Search code examples
pythonyamlpyyamlruamel.yaml

ruamel.yaml: How to preserve structure of dict in YAML


I am using ruamel.yaml to edit YAML files and dump them. I need help on how to keep the structure the same as the original file,

I have a YAML file which has the content below, however, this content is not being modified, but when I load and dump it after editing the structure of this content changes

    parameters: {
      "provision_pipeline": "provision-integrations",
      "enable_sfcd_ds_argo_operator": "false",
      "clustermanagement_helm_values_path": "sam/sam-helm-charts/kube-node-recycler-0.0.4-273/values.nodepool.yaml"
    }

However, after I dump the structure of this is changed to the format below:

    parameters: {"provision_pipeline": "provision-integrations", "enable_sfcd_ds_argo_operator": "false",
      "clustermanagement_helm_values_path": "sam/sam-helm-charts/kube-node-recycler-0.0.4-273/values.nodepool.yaml"}

Code:

def addTargetToBaseIntegFileAndUpdate(deploymentTarget, fi, env, samvmf_repo, folder, pipelineversionintegration, basefile):
    yamldata = OrderedDict()
    ryaml = rumel.yaml.YAML()
    ryaml.preserve_quotes = True
    ryaml.default_flow_style = False
    ryaml.indent(mapping=2)
        
    with open(basefile, "r") as file:
        yamldata = ryaml.load(file)
        deploymentTargets = yamldata["targets"]["stagger_groups"]
        target = ""
        doesFIExist = False
        fi_index = 0

        for index, sg in enumerate(deploymentTargets):
            if sg["name"] == env.lower():
                target = deploymentTargets[index]
                for i, fi_item in enumerate(target["falcon_instances"]):
                    if fi_item["name"] == fi.lower():
                        fi_index = i
                        doesFIExist = True
                        break
                if doesFIExist:
                    yamldata["targets"]["stagger_groups"][index]["f_instances"][fi_index]["f_domains"].append(deploymentTarget["f_instances"][0]["f_domains"][0])
                else:
                    yamldata["targets"]["stagger_groups"][index]["f_instances"].append(deploymentTarget["f_instances"][0])
                break

    with open(basefile, "w") as fileobj:
        ryaml.dump(yamldata, fileobj)

Solution

  • ruamel.yaml doesn't preserve newlines between flow style mapping elements. The only thing affecting these is yaml.width so you get a wrap on lines that are getting to long. E.g. with your input, if you set the width to 40, you'll get:

    parameters: {"provision_pipeline": "provision-integrations",
      "enable_sfcd_ds_argo_operator": "false",
      "clustermanagement_helm_values_path": "sam/sam-helm-charts/kube-node-recycler-0.0.4-273/values.nodepool.yaml"}
    

    But there is no control that gets you the first key-value pair on a new line, nor that you get a closing curly brace on a line of its own.
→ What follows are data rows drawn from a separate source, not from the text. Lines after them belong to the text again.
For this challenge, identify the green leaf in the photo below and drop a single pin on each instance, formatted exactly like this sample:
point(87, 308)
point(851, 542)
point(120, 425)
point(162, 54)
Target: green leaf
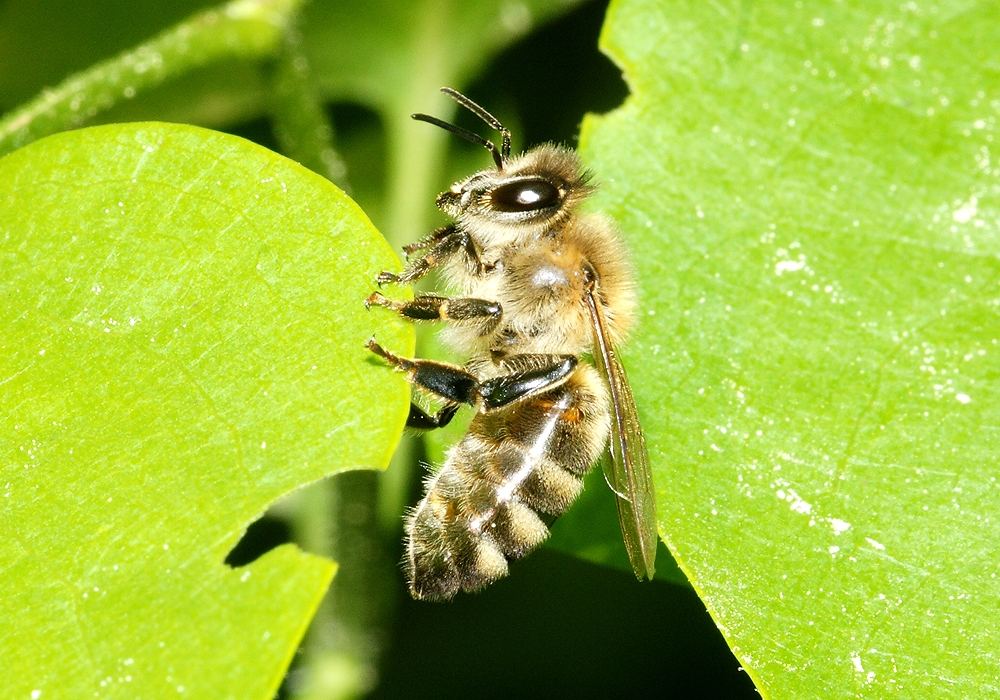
point(183, 342)
point(811, 192)
point(239, 29)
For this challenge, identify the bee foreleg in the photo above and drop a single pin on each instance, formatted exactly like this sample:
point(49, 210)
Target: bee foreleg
point(430, 307)
point(429, 241)
point(443, 244)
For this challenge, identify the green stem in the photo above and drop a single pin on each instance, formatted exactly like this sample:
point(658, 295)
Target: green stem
point(242, 28)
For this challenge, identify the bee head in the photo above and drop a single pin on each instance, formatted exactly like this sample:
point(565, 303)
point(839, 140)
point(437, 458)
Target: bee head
point(531, 193)
point(525, 194)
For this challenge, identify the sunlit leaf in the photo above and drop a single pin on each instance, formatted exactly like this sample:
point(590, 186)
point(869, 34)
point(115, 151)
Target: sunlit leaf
point(183, 342)
point(812, 194)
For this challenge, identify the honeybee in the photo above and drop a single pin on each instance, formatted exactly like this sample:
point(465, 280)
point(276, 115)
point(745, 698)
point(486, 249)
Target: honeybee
point(542, 286)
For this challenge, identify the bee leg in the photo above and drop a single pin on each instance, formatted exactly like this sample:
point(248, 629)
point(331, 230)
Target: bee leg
point(547, 372)
point(430, 307)
point(443, 244)
point(450, 382)
point(419, 419)
point(457, 385)
point(429, 241)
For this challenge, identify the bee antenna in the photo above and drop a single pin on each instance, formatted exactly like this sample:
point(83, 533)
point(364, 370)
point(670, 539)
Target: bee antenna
point(501, 155)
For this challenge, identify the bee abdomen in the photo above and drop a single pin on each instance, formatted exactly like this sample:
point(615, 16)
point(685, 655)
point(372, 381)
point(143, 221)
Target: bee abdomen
point(481, 509)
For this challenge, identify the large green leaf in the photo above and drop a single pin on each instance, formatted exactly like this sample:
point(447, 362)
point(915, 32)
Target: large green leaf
point(812, 194)
point(182, 342)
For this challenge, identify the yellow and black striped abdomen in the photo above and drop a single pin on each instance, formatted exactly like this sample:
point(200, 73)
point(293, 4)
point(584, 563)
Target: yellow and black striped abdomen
point(481, 508)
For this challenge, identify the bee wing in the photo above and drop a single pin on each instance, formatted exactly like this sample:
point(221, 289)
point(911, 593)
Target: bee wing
point(628, 472)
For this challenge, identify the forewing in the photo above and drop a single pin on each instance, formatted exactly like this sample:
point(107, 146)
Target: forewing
point(628, 471)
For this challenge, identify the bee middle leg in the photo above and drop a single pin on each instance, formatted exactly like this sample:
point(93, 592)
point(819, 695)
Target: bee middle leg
point(457, 385)
point(431, 307)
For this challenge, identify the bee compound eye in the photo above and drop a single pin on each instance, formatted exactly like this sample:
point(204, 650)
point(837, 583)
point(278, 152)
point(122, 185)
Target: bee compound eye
point(524, 195)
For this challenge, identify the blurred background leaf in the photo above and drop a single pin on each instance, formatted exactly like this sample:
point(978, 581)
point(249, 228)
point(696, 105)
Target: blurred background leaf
point(335, 92)
point(813, 192)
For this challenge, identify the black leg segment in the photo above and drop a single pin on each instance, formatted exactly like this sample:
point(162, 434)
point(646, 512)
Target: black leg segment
point(430, 307)
point(505, 389)
point(419, 419)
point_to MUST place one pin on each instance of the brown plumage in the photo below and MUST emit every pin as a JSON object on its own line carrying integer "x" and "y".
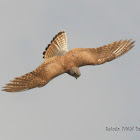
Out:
{"x": 59, "y": 60}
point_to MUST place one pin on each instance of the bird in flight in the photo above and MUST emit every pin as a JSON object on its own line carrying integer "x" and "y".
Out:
{"x": 59, "y": 60}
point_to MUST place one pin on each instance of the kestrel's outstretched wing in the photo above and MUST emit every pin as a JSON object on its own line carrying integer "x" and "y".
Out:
{"x": 97, "y": 56}
{"x": 38, "y": 78}
{"x": 57, "y": 47}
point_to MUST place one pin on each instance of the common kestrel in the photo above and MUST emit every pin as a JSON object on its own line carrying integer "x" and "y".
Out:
{"x": 59, "y": 60}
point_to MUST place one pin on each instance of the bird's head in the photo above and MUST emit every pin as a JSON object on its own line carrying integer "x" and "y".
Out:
{"x": 75, "y": 72}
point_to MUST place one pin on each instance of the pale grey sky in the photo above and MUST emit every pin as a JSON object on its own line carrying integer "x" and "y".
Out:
{"x": 67, "y": 109}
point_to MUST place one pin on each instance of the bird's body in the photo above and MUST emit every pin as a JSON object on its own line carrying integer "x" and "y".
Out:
{"x": 59, "y": 60}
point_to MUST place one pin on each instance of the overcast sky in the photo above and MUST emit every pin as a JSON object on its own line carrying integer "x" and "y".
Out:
{"x": 67, "y": 109}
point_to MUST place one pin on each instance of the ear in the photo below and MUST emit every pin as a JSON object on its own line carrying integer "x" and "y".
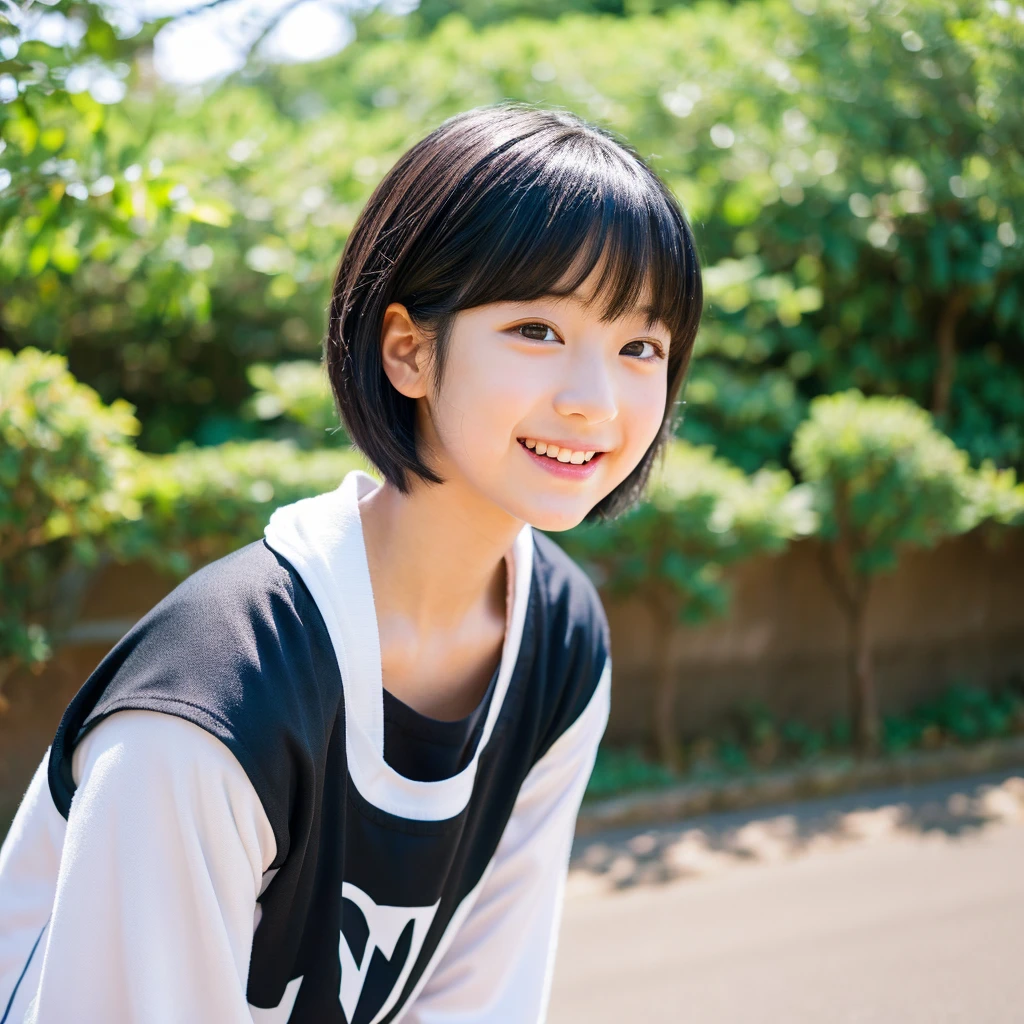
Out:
{"x": 404, "y": 351}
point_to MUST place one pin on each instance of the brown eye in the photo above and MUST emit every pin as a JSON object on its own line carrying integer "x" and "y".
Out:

    Your addition ryaml.default_flow_style = False only affects completely new dicts and list that you add to the data structure.

    You should consider switching to block style and drop all non-essential quotes, that makes the YAML both less verbose and more readable. For the program that loads the data this makes no difference, and conversion is easily done by loading in normal safe mode (which does not set block/flow-style information on the loaded data):

    import sys
    import pathlib
    import ruamel.yaml
    
    basefile = pathlib.Path('input.yaml')
    
    data = ruamel.yaml.YAML(typ='safe').load(basefile)
    yaml = ruamel.yaml.YAML()
    yaml.dump(data, sys.stdout)
    

    which gives:

    parameters:
      provision_pipeline: provision-integrations
      enable_sfcd_ds_argo_operator: 'false'
      clustermanagement_helm_values_path: sam/sam-helm-charts/kube-node-recycler-0.0.4-273/values.nodepool.yaml
    

    The string scalar 'false' needs to get quoted in order not to be confused with the boolean false.

    If the above improvement is unacceptable, e.g. if further processing is done with something else than a full YAML parser, you can post-process the output:

    import sys
    import pathlib
    import ruamel.yaml
    
    basefile = pathlib.Path('input.yaml')
    
    def splitflowmap(s):
        res = []
        for line in s.splitlines():
            if ': {' in line and line[-1] == '}':
                start, rest = line.split(': {', 1)
                start = start + ': {'
                indent = '  '  # two spaces more than the start
                for idx, ch in enumerate(start):
                    if ch != ' ':
                        break
                    indent += ' '
                res.append(start)
                rest = rest[:-1]  # cut of }\n
                for x in rest.split(', '):  # if you always have quotes it is safer to split on '", "'
                    res.append(f'{indent}{x},')
                res[-1] = res[-1][:-1]  # delete trailing comma
                res.append(f'{indent[2:]}}}')  # re-add the cut of }\n on a line of its own
                continue
            res.append(line)
        return '\n'.join(res) + '\n'
    
    yaml = ruamel.yaml.YAML()
    yaml.preserve_quotes = True
    yaml.width = 2**16
    data = yaml.load(basefile)
    yaml.dump(data, sys.stdout, transform=splitflowmap)
    

    which gives:

    parameters: {
      "provision_pipeline": "provision-integrations",
      "enable_sfcd_ds_argo_operator": "false",
      "clustermanagement_helm_values_path": "sam/sam-helm-charts/kube-node-recycler-0.0.4-273/values.nodepool.yaml"
    }